From the inspection data, there are 114,095 inspection cases during 3 years before the implementation of NIR and there are 123,038 inspection cases during 3 years after the implementation of NIR. The amount of inspection after the implementation of NIR increases slightly. Too much inspection will both increase the burden of ports and make shipowners face higher cost, so it should be concerned about the effectiveness of each inspection instead of the number of inspections. Therefore, the impact of NIR on ship deficiencies and detention still needs to be analyzed. Table 1 describes the impact of NIR on ship deficiencies and detention before and after implementation, as well as the change of accident rate.

Figure 1. The model in this study.

Figure 2. The probability distribution of all nodes.

Table 1. The effects of NIR on other variables.

As Table 1 shown, the proportion of ships with deficiencies before and after implementation of NIR do not change significantly, which is 70%. This shows that the implementation of NIR has not effectively reduced the number of substandard ships. For detained ships, ship detention rate before implementation of NIR is 4%, but after implementation of NIR, it is 3%. The detention rate has decreased, which indicates that fewer ships have serious defects that will affect maritime safety and lead to ship accident. From the point of view of ship accidents, ship accident rate has not changed. This manifests that NIR has not effectively improved maritime safety.

5. Conclusion

This study uses BN to analyze the changes of ship deficiencies, detention rate and accident rate before and after the implementation of NIR for Tokyo MoU. Then it explores the effectiveness of the NIR implemented by Tokyo MoU and puts forward relevant suggestions based on research results. It has been discovered that the proportion of defective ships does not change obviously before and after implementation of NIR, but ship detention rate decreased. This indicates that although NIR cannot effectively reduce the number of substandard ships, the number of ships with serious defects is reduced so the possibility of ships being detained is reduced. For ship accident, NIR cannot effectively reduce the ship accident rate, which demonstrates that NIR has done a less job in reducing ship risks and it has not effectively improved maritime safety. Therefore, the effectiveness of NIR for Tokyo MoU needs to be further improved. This study suggests that Tokyo MoU should further strengthen PSC inspection of ships. Besides, more strict supervision and control should be carried out over defective ships to reduce the number of ships with defects.

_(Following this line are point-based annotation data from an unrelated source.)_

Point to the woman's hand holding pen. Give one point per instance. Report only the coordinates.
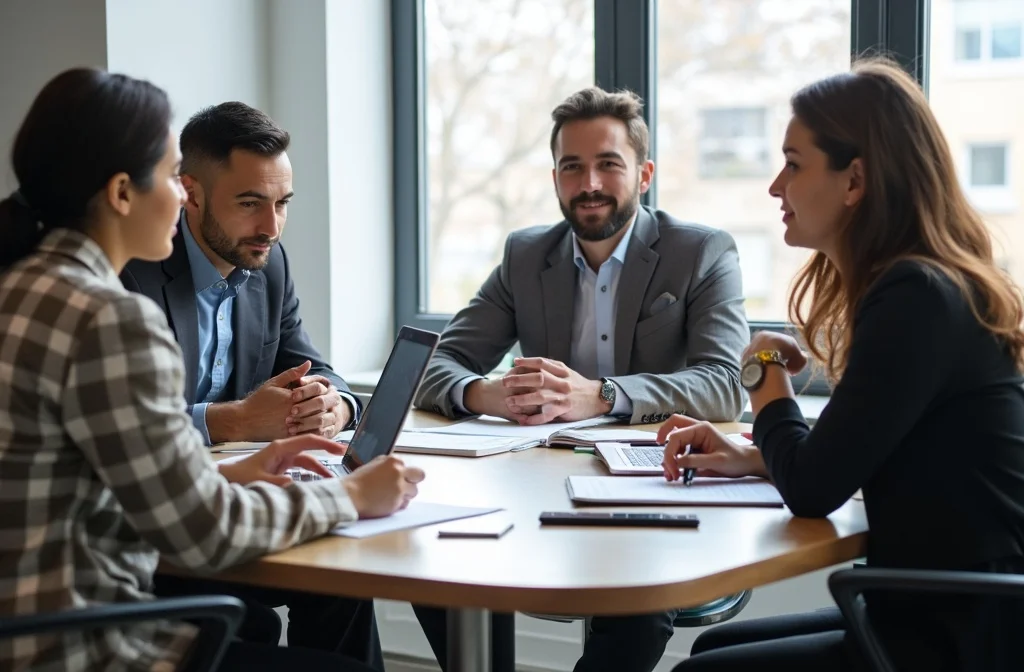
(691, 444)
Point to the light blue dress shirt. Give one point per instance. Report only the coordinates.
(592, 353)
(214, 302)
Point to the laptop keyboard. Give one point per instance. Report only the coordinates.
(643, 457)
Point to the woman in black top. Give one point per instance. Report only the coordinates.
(921, 333)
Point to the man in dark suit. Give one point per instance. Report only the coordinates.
(252, 373)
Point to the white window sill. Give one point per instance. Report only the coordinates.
(364, 383)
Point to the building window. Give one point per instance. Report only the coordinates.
(988, 165)
(987, 179)
(733, 142)
(755, 248)
(1006, 41)
(492, 79)
(985, 31)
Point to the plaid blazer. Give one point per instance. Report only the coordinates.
(101, 471)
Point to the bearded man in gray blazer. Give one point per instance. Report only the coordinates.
(619, 309)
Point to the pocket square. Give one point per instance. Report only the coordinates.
(662, 302)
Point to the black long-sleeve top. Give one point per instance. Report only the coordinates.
(928, 419)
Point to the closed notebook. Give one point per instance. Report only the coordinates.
(657, 491)
(453, 445)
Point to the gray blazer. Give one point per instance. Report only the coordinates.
(680, 357)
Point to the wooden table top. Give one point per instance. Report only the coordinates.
(560, 570)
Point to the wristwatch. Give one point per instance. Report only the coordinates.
(753, 373)
(607, 391)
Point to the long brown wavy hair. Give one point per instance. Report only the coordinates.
(912, 208)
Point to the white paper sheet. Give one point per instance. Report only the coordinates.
(655, 490)
(417, 514)
(487, 425)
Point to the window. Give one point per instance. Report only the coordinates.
(987, 165)
(725, 73)
(492, 79)
(968, 43)
(755, 249)
(473, 88)
(984, 31)
(979, 114)
(733, 142)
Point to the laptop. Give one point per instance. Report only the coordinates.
(626, 460)
(385, 413)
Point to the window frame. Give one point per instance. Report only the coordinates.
(626, 56)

This study also has some limitations. This study only considers whether the ship has deficiencies. If the number of ship defects can be added to the analysis, research results will be more perfect. The changes in ship risk levels are added into future studies, which would give a better indication of the effectiveness of NIR.

Conflicts of Interest

The authors declare no conflicts of interest regarding the publication of this paper.